There’s a picture of Christopher in his black cap and gown, and they beam like proud parents. By graduation, he had received close to $200,000 in scholarships.
“The night of graduation he got the final award. There was an angel scholarship that Michigan [State] had secured for him, it was anonymous, like $18,000, it was a lot of money. And the cheer, oh my god! His mother jumped up in the aisle, it was amazing. I still get goosebumps over it,” Godbout-Williams says.
Both Cucciardo and Godbout-Williams say that, for them, it was a perfect moment where everything just seemed to come together.
“The thing that I think made me most happy and proud is he had lived up to his side of the agreement, did everything he needed to do and our organization and our partnerships, we were able to eliminate that financial barrier,” says Cucciardo.
In the fall of 2012, Christopher packed up his things and moved to East Lansing to start his program at Michigan State.
He quickly found that the success he enjoyed in high school did not, unfortunately, carry over to college.
“I thought with the effort I was putting in, I was like, yeah, I probably got an A or B. And I look at my class: C. What the hell?” Christopher says.
He became ill a few times and felt more and more overwhelmed. He spent a lot of time alone in his room. But when he came back home to D.C. for the Thanksgiving break, he told his mother everything was just fine.
Christopher’s high school principals, Cucciardo and Godbout-Williams, had kept in touch with him. But unlike his mother, they found out he was struggling.
“I woke up because I had a phone call from Ms. Hawkes. And she was like, ‘Yeah Mr. Cucciardo is here.’ I’m sorry, what?” Christopher says, recalling his surprise when his mentor at MSU told him his former school principals were on campus.
They had heard he wasn’t bothering to hand in homework anymore or even attending classes. They spent their own money to get on a plane to Michigan and speak to him.

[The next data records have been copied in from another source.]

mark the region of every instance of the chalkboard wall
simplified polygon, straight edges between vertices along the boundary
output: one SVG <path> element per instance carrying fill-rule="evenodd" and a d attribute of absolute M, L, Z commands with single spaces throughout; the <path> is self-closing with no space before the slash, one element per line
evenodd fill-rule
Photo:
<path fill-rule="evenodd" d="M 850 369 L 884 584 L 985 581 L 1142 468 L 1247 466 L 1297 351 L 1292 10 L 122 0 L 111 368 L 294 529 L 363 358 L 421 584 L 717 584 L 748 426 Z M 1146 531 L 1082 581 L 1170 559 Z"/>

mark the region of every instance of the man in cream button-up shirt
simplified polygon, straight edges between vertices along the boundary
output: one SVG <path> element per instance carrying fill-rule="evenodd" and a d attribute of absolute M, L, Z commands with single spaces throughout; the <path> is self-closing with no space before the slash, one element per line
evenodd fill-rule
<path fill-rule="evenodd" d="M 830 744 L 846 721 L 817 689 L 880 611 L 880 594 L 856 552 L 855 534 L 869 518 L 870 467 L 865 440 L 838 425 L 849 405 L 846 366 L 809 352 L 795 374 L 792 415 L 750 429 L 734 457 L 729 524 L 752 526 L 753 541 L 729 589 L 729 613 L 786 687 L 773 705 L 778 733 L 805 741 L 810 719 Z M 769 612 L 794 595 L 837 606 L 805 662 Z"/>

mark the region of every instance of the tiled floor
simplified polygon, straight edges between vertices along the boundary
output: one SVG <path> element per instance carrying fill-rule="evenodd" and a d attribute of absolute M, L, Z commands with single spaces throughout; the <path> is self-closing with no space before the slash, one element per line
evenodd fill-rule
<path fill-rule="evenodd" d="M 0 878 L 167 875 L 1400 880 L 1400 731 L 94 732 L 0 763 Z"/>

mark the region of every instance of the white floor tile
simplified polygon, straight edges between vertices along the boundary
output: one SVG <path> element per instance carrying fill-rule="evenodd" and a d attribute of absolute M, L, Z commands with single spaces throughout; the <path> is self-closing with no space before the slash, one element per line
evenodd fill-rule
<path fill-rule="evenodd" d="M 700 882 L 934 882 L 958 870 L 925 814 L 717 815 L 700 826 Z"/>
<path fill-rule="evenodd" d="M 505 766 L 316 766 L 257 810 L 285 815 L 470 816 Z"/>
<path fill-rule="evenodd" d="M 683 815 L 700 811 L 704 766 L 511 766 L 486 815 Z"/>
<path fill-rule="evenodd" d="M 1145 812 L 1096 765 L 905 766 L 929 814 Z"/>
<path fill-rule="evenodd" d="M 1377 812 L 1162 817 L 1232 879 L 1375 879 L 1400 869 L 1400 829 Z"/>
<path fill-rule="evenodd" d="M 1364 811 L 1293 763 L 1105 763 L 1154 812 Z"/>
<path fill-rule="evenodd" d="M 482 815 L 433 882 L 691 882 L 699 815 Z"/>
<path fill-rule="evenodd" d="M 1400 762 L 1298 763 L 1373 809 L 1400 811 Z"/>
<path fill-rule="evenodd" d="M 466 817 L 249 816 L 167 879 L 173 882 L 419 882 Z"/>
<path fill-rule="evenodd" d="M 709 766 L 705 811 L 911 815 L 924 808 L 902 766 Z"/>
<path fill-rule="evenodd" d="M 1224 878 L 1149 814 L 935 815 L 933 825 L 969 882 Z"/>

“His face was absolutely priceless,” Godbout-Williams says, remembering with a laugh.
“And the first thing that happened when the three of us were all alone, Mr. [Cucciardo] looked at me and said, ‘Chris, what the hell is going on?’ And there are a lot of people in my life, who I can look them in the eye and tell them I’m doing fine, I can never tell a lie to Mr. C. I still consider him one of the biggest mentors in my life. He and Ms. Tiffany had earned the right for me to tell them the truth because they had put so much faith and effort into me, they deserved an explanation,” Christopher says.
Christopher told them about his poor grades, how much he worried about his mother, and his fears of not belonging.
“Why? Why? Why? Why? Why? I could not understand it. I could not understand it. All I can see is the opportunity in the trash.”
Nkechi Feaster, Christopher's mother, when she learned he wasn't going back to school
“I remember at the end of the conversation, we were all in tears,” Cucciardo says. “We were like ‘this is what we need to do going forward, we can’t change the past but this is what we need to do going forward.’”
They stayed for two days, met Christopher’s professors, sat in on his classes and set up a plan for him — all the structures they had used to help him be successful in high school.
“I walked away from that whole event thinking he’s still going to make it,” Cucciardo says.
But Christopher slid even further into depression and stopped answering texts or phone calls. He felt he had disappointed everyone.
“By then I had the mentality of it was too late, you’ve already screwed up enough to where there is no point, you literally cannot bring yourself up to at least pass. So I gave up. And that trickled down for the rest of the year,” Christopher says.
Christopher failed all his final exams and his GPA was 1.4. At the end of his freshman year, Christopher was told he would not be allowed back to Michigan State. He returned home.